The journal sent a dumbed down press release to the media, and media outlets around the globe published articles with headlines such as “Too Much Exercise Harms Heart”; “Marathon Running Damages the Heart”; and my favorite one: “Exercise Kills … But Only Super-Fit Need Worry as Extreme Sports Damage the Heart.”
Needless to say, endurance athletes aren’t pleased with what they view as an attack on their sports and their lifestyles. Everyone from independent bloggers to Runner’s World writers to Today’s Parent contributors has criticized the published report and more specifically the media’s handling of it.
They appear to have good reason to be upset. That’s because the media headlines aren’t exactly a correct representation of the published journal article, whose authors admit that their claim that long-term, sustained activity in extreme endurance events “may” damage your heart “is still hypothetical and there is some inconsistency in the reported findings. Furthermore, lifelong vigorous exercisers generally have low mortality rates and excellent functional capacity.”

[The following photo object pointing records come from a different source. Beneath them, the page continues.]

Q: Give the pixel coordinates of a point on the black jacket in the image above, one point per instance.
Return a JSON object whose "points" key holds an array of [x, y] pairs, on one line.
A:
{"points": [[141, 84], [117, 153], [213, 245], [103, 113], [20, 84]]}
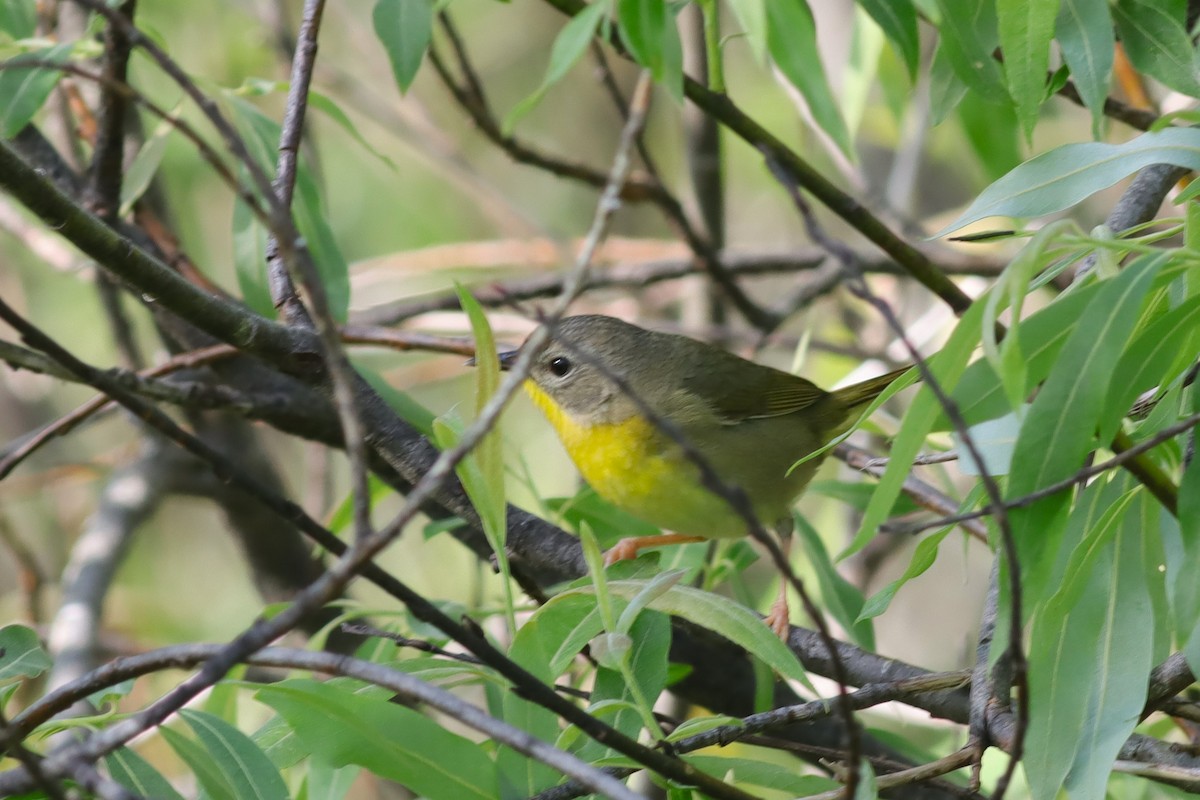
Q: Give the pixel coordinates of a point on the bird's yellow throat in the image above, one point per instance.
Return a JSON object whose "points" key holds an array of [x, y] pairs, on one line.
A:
{"points": [[628, 464]]}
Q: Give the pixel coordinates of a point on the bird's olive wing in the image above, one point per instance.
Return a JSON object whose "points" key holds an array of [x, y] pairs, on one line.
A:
{"points": [[741, 390]]}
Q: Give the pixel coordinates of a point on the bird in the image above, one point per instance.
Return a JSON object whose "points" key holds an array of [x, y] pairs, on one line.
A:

The essence of the published journal article is that a couple of small, preliminary studies have shown that some potentially damaging changes to certain parts of the heart may occur within some individuals (mostly the older population) after sustained efforts of extreme endurance events. The article states that typically those changes “return to normal within a week” of the endurance activity. It is when recovery times aren’t sufficient between these bouts of sustained, intense exercise that a cumulative buildup of these changes may lead to cardiac problems, according to the published article.
Needless to say, ultra-distance athletes are upset that their sports are being labeled as unsafe, but they’re also disappointed that the public may take the wrong message away from the published report.
“Articles like these contribute to a larger epidemic,” writes one particularly up-in-arms blogger. “They are not targeted to ultra runners at all. They are targeted to the tell-me-it’s-OK-to-sit-on-my-ass-all-weekend crowd. Even though the article SAYS it encourages moderate physical activity, that’s not what people take from it. Instead, this will be used as argument against long distance running. An excuse for staying home.
“We know the life change that can come from completing an ultra. The boost of self-confidence, the physical benefits, the stress-relief, and the love of nature. But articles like these present us as insane maniacs who will die early.
“Ultra running is bad for my heart? That’s fine. You die your way, and I’ll die mine.”